I had the benefit of joining my boys in their education journey as they started KS3 which crucially gave me a chance to refresh my own learning, but it was certainly a juggling act.

Some parents may be considering online provision in lieu of formal school. I would have welcomed this option all those years ago but for my boys one weekly lesson per child, per subject, would not have been enough. The costs too would have been prohibitive.

But the biggest cost was exam entry fees. They vary, but as a rule GCSEs start from £150 per subject and A- levels from £150 per component so for geography CAIE 9696 A-level that will be £600. Parents need to be cautious. There are also issues around science practicals, which qualifications can be achieved without them, and which universities are happy to accept them.
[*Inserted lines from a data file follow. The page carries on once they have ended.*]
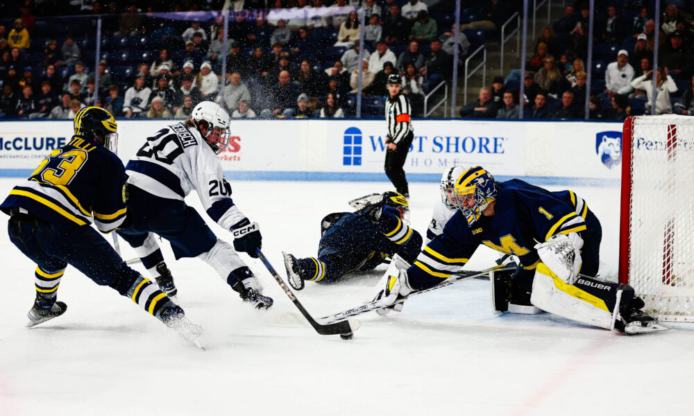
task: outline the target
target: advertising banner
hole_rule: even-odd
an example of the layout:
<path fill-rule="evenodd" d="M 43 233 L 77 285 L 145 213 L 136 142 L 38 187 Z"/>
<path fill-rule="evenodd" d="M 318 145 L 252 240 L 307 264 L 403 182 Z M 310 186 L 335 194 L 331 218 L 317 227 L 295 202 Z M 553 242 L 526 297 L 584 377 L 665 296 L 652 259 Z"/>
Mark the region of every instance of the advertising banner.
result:
<path fill-rule="evenodd" d="M 149 136 L 178 122 L 119 120 L 119 156 L 127 163 Z M 620 177 L 619 123 L 414 120 L 412 124 L 414 139 L 405 169 L 414 180 L 437 180 L 447 167 L 475 165 L 498 177 L 533 177 L 538 183 Z M 0 122 L 0 175 L 31 172 L 71 133 L 71 121 Z M 230 146 L 218 158 L 236 178 L 383 180 L 386 134 L 385 121 L 380 120 L 233 120 Z"/>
My advice would be to encourage parents to think carefully before they make the leap. Make them understand that the infrastructure of school and all it brings should not be taken for granted nor can it just be simply replicated at home. Ask them if they are aware of the pitfalls and crucially, explain how they need to be cautious about eroding into opportunity as they convince themselves that they can do it if they just reduce the content. This may work but for those with eyes on hotly contested university places it won’t serve them well.

As I cheer on my boys from the grandstand I will always remember just how much of my heart and soul went into it; endless hours of dedication and the crushing weight of overwhelming responsibility. We have emerged (almost) from the other side and yes, I am glad I did it  – but I wish I had known what was involved from the start. Being forewarned is most definitely being forearmed.